In our last class session, we discussed how to model close reading for our literature students, and while this week’s readings do not discuss modeling extensively, I’d like to return to discussing this technique, both in the literature and composition classroom.
Beginning with the composition classroom, I’m currently teaching a section of ENG 1020 (basic composition). This is my first time teaching this course since the department redesigned it (and my second time teaching it ever), so it is still very new to me and a learning experience; in addition, all my assignments are new or revised, so I have no examples to offer students. We are, in fact, learning together. Thanks to snow days, the class’s first major writing assignment has just been submitted, and having graded 1/3 of the papers so far, I’m largely disappointed (even with lowered expectations). As we begin work on the second project, I have accepted that modeling the process I expect the students to take is, at this point and with this class, a necessity. Borrowing and modifying another instructor’s assignment, I am asking my students to select a scholarly article that interests them (the only restraint I place on this is that it must be related to the course theme of fairy tales in some way), summarize the argument in the article, analyze the article rhetorically, and then begin to form their own responding argument that they will then expand/revise for their next assignment, their researched argument paper. To model this, I will be doing the assignment with an essay I already assigned the class to read, to both work out and anticipate “new assignment” kinks as well as offer my students an example of a “good” paper for the project. (On a side note, looking at rough draft comments from our in-class workshop shows they neither followed directions nor took the activity seriously, so I’m using a suggestion from the practicum and having small group conferences so I can help model what exactly they should be doing in a peer review workshop.)
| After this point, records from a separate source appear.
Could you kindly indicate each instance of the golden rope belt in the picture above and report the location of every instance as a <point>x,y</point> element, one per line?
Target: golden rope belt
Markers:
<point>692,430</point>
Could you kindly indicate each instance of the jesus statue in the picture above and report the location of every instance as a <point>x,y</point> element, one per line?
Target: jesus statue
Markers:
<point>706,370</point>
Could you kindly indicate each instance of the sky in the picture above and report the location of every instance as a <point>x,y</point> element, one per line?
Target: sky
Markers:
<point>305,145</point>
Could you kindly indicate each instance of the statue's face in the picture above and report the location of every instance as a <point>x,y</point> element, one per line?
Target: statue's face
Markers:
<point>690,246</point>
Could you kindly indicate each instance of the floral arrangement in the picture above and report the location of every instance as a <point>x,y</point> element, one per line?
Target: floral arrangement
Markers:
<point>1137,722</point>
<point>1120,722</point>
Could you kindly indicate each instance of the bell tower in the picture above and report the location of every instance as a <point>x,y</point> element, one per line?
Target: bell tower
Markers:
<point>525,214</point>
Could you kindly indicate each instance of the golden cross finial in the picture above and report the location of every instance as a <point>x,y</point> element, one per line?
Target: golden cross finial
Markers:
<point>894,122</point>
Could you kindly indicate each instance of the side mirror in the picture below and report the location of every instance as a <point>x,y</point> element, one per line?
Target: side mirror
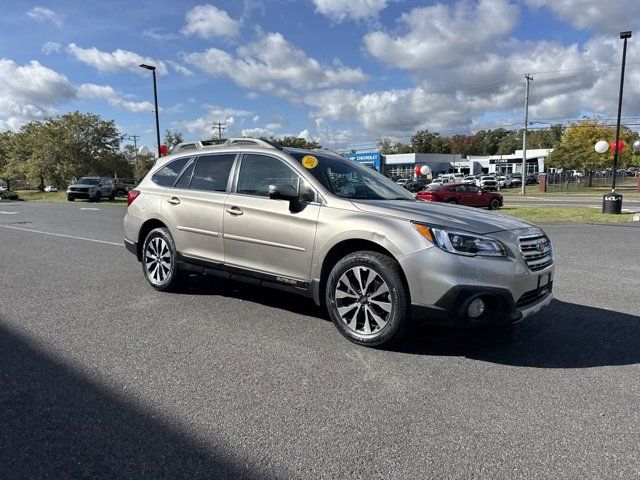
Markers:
<point>283,192</point>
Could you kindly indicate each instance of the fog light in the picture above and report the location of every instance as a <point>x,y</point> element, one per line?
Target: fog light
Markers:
<point>476,308</point>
My other thought on modeling is that I should take advantage of my own position as both instructor and student and make my own writing available to my students. I considered doing so last semester while teaching Intro to Fiction and Writing when my students became quite interested in an off-hand comment I had made about my own work on my Prospectus. While I considered uploading various drafts onto Blackboard for students to look at if they were at all interested, I never got around to doing so. However, I’m still thinking about it. In particular, I’m wondering if it might not offer students a chance to see “real” revision as opposed to inconsequential editing; I also think it could be a good way to highlight writing as a *process* as opposed to a one- or two- step task. It could also enhance my credibility as their instructor–“See, this is what I do and what I know about academic writing”–and more importantly, put us on a more equal ground in the sense that they are not only sharing their writing with me, but I am also sharing my writing with them (should they choose to look at it, of course). In a literature course, there is also the benefit of showing them what can actually be written about literature when you continue to study it beyond the required General Education courses. However, I don’t want students to expect that that is the quality of writing I expect from them at these early stages, and there is also the mild anxiety that comes with sharing one’s writing with anyone but especially those you don’t know well. Plus, the fear that they will think it is BAD and I’ll lose all credibility in their eyes. And of course, the pessimistic (or perhaps realistic) realization that probably no one in the class would bother to look at, let alone read, the lengthy papers/chapters I’m currently in the process of writing. As you can probably tell, I’m still quite undecided on the benefit of this type of modeling, but would very much appreciate input on the idea–Yay or Nay?